No país, 100% da matéria-prima usada nas linhas tissue (lenços de papel, guardanapos de papel e papel higiênico) é certificada

A Kimberly-Clark, multinacional americana de bens de consumo detentora de marcas como Kleenex, Neve e Scott, está focada em sua nova estratégia de sustentabilidade, que possui metas destinadas a enfrentar desafios sociais e ambientais até 2030.

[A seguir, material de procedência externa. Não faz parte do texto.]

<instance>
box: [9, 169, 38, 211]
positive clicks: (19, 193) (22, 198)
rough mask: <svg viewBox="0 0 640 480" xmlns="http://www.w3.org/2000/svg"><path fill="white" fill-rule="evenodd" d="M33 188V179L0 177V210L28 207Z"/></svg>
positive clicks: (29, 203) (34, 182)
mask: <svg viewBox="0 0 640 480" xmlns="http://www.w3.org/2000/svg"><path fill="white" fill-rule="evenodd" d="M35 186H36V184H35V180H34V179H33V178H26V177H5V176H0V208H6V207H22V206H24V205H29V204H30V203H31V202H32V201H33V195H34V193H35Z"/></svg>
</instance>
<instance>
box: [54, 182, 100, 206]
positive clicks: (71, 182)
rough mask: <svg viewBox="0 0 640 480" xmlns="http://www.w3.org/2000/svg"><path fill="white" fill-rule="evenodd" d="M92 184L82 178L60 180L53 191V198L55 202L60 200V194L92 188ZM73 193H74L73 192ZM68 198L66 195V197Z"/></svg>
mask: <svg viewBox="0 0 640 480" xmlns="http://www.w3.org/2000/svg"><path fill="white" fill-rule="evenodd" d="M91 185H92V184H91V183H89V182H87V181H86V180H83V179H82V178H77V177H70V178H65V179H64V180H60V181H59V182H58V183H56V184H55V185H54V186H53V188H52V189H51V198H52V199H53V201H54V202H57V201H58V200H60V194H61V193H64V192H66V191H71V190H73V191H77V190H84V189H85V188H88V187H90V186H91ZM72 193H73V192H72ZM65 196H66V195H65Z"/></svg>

Um dos compromissos para a próxima década é a redução da pegada ambiental da empresa pela metade. O objetivo contempla diversos pilares de atuação, entre eles, um que visa à proteção das florestas e da biodiversidade. Para alcançar esse objetivo, uma das principais estratégias é o investimento na redução do uso de fibras florestais naturais na fabricação dos produtos da K-C.

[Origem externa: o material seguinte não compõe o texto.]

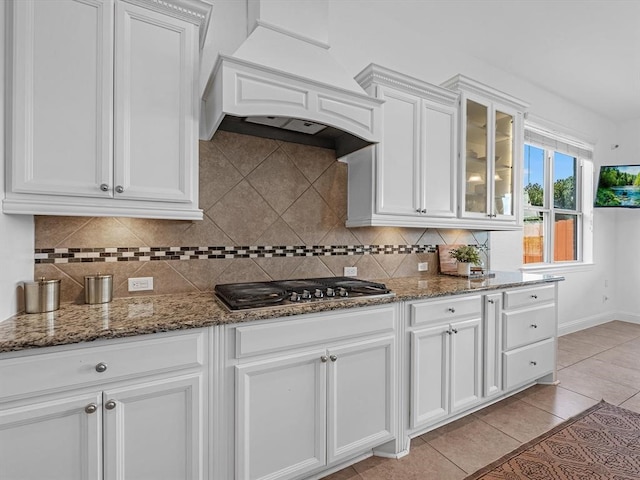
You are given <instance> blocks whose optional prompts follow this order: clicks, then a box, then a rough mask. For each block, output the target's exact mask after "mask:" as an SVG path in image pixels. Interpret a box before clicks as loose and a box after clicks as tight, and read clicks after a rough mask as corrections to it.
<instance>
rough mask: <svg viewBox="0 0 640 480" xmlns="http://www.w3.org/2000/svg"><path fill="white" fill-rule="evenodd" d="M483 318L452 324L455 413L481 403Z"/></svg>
mask: <svg viewBox="0 0 640 480" xmlns="http://www.w3.org/2000/svg"><path fill="white" fill-rule="evenodd" d="M481 325H482V321H481V319H480V318H474V319H471V320H464V321H461V322H456V323H452V324H451V334H450V335H449V337H450V339H451V410H450V412H451V413H455V412H457V411H460V410H463V409H464V408H466V407H468V406H471V405H473V404H474V403H477V402H478V400H480V396H481V395H482V335H481V333H482V328H481Z"/></svg>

Nesse sentido, a operação brasileira da Kimberly-Clark é uma das referências em nível global: 100% da matéria-prima usada nas linhas tissue (lenços de papel, guardanapos de papel e papel higiênico) é certificada. Isso quer dizer que, hoje, a companhia usa 100% de fibras certificadas e 100% de fibras preferenciais.

 

O primeiro tipo se refere às fibras certificadas pelo Forest Stewardship Council®️ (FSC®️C105374), que chancela os fornecedores de fibras que asseguram um manejo ambiental socialmente justo.  Nesse caso, a produção de celulose se dá por meio de vegetação plantada, como cultivo de eucalipto, e não do corte de florestas nativas. As fibras preferenciais, por sua vez, são fibras virgens, alternativas ou recicladas, tidas como ambientalmente corretas, pois também podem ser cultivadas, trazendo menores prejuízos ao meio ambiente.

A utilização de matéria-prima certificada evita o desmatamento em áreas de florestas nativas, possibilitando a preservação dos ecossistemas florestais naturais e da sua biodiversidade e contribuindo para a prevenção das crises climáticas.

 

PRESERVAÇÃO DA MATA ATLÂNTICA

Visando à proteção das florestas e da biodiversidade, a empresa também vem colaborando com a preservação da Mata Atlântica, um dos grandes biomas brasileiros. No ano de 2012, a organização criou o Centro de Referência Socioambiental Mata Atlântica (CRSMA) no terreno do seu Centro de Distribuição da cidade de Mogi das Cruzes (SP), que recebeu o plantio de 12 mil mudas de árvores nativas.

O projeto vem fomentando a recuperação da vegetação local e trabalhando no mapeamento de animais originários da mata atlântica, contando com parcerias com universidades da região. A partir da criação do CRSMA, foi identificada a presença de 19 espécies, algumas delas em extinção ou classificadas como “quase ameaçadas”. A volta desses animais para a região sugere uma boa recuperação da vegetação local.

Desde 2017, são organizadas visitas de alunos das escolas municipais de Ensino Fundamental I (alunos de seis a dez anos) ao centro, em parceria com as Prefeituras de Mogi das Cruzes e Suzano. A atividade é conduzida por monitores treinados, com o intuito de promover educação ambiental. Devido à pandemia, porém, as atividades foram temporariamente suspensas.